Después de su cita con Clay, Olivia se fue directa a casa. El cansancio, motivo por el que había consultado a Clay dos semanas antes, la dominaba por completo. Aunque estaba demasiado agotada para tomarse la molestia de cambiarse de ropa, se obligó a desnudarse y a sustituir el traje de calle por una confortable bata azul cuyo tono, constató con vanidad a pesar de todo, combinaba perfectamente con el color de sus ojos.

Una ligera e indeseada protesta ante su destino, la llevó a decidir tumbarse en el sofá del salón en lugar de en la cama. Clay le había advertido que esa fatiga abrumadora era previsible «hasta el día en que, simplemente, ya no te sientas capaz de levantarte».

Pero aún no, pensó Olivia, mientras cogía la manta que estaba siempre a los pies de la butaca. Se sentó en el sofá, recolocó uno de los decorativos cojines para que le quedara justo bajo la cabeza, se tumbó, y se tapó con la manta. Entonces lanzó un suspiro de alivio.

Dos semanas, pensó. Catorce días. ¿Cuántas horas son? No importa, se dijo mientras se adormecía.

Cuando despertó, las sombras de la habitación le indicaron que era más de media tarde. Esta mañana solo me bebí una taza de té antes de ver a Clay, pensó. No tengo hambre, pero he de comer algo. Cuando apartó la manta y se levantó despacio, sintió una necesidad irresistible de repasar esas pruebas sobre Catherine. De hecho, tenía la aterradora sensación de que quizá habrían desaparecido de la caja fuerte del estudio.
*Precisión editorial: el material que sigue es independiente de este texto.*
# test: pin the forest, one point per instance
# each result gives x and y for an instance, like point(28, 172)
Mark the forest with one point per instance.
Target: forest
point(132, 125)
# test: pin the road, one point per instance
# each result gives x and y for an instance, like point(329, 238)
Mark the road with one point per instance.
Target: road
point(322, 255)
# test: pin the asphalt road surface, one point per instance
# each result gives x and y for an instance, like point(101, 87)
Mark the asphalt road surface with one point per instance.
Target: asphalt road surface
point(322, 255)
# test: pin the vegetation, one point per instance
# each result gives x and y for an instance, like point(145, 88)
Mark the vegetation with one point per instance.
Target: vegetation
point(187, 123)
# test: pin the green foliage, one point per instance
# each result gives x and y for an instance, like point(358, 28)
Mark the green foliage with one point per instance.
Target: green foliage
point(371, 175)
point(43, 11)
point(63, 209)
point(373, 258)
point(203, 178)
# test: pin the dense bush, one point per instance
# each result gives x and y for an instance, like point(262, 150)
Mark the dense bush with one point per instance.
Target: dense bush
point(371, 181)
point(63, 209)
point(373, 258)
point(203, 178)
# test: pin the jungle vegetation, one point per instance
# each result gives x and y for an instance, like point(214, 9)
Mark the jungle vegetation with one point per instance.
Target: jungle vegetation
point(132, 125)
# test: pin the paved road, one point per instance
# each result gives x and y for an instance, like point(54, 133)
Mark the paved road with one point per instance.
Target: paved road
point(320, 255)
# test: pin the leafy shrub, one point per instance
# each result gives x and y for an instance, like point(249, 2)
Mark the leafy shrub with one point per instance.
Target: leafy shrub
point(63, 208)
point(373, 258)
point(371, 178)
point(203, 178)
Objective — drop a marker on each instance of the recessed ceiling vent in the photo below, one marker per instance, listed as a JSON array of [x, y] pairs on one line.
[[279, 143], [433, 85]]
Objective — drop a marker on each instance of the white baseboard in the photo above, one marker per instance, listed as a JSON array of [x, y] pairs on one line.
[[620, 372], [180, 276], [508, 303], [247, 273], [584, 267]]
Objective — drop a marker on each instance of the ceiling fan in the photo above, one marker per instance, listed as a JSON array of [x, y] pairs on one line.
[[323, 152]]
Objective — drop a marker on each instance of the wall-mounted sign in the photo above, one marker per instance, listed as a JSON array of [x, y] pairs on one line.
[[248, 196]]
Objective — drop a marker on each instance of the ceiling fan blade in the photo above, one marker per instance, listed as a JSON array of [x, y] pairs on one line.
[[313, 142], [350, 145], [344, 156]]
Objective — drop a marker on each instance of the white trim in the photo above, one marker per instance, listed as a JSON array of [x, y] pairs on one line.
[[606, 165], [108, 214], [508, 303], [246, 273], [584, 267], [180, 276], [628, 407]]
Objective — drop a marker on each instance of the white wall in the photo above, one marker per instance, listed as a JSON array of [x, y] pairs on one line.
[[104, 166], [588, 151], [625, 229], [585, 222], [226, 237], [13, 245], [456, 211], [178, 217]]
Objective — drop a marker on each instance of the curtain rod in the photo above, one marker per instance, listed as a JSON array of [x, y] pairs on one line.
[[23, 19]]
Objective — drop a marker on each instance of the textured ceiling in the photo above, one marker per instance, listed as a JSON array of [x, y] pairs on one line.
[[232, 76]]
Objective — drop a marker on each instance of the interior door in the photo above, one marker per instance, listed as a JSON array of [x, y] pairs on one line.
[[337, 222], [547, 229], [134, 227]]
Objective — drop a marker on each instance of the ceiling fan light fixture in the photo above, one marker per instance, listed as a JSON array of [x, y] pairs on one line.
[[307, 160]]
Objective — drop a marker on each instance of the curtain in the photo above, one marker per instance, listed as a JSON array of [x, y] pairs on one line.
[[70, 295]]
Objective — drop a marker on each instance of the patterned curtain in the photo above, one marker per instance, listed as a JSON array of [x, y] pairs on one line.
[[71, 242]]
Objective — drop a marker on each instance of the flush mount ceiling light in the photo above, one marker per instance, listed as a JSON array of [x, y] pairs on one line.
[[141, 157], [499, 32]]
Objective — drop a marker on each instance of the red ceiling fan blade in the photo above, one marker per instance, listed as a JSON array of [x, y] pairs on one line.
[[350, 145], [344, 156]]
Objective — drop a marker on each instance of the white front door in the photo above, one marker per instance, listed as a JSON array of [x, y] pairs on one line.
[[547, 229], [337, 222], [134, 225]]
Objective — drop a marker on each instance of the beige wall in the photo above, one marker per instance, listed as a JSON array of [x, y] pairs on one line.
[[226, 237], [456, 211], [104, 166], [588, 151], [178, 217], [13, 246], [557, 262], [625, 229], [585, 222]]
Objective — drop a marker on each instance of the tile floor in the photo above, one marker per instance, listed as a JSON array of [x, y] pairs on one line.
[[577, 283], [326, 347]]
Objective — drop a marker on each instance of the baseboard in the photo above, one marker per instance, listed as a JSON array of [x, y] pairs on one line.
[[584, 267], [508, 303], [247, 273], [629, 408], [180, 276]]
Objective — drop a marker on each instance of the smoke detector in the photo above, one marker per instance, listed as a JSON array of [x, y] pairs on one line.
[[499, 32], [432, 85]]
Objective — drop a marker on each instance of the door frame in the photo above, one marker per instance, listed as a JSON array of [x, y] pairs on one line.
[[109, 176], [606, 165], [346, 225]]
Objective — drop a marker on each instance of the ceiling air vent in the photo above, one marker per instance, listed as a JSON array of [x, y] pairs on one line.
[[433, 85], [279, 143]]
Pero allí estaban, en la carpeta que su madre le había dado apenas unas horas antes de morir. Las cartas de Catherine dirigidas a mi madre, pensó Olivia con un temblor en los labios; una copia del certificado de nacimiento de Edward; la apasionada nota que él le había dado a mi madre para que se la entregara a Catherine.

—Olivia.

Había alguien en el apartamento y estaba acercándose a ella por el pasillo. Clay. A Olivia le temblaron los dedos cuando, sin volver a guardarlas en el sobre, tiró las cartas y el certificado de nacimiento a la caja fuerte, cerró la puerta, y apretó el botón del bloqueo automático.

Salió de allí.

—Estoy aquí, Clay. —No intentó disimular el gélido tono de censura de su voz.

—Estaba preocupado por ti, Olivia. Prometiste llamarme esta tarde.

—Yo no recuerdo haber hecho esa promesa.

—Bien, pues la hiciste —dijo Clay cordialmente.

—Tú me diste dos semanas. Yo diría que no han pasado más de siete horas. ¿Por qué no le dijiste al conserje que te anunciara?

—Porque confiaba en que quizá estarías dormida y en ese caso, me habría marchado sin molestarte. Pero ¿por qué no digo la verdad? Si él me hubiera anunciado, quizá me habrías rechazado y yo quería verte. Esta mañana te solté una bomba.

Como Olivia no contestó, Clay Hadley añadió con su tono amable:

—Olivia, hay una razón por la cual me diste una llave, y permiso para entrar si creía que podía haber algún problema.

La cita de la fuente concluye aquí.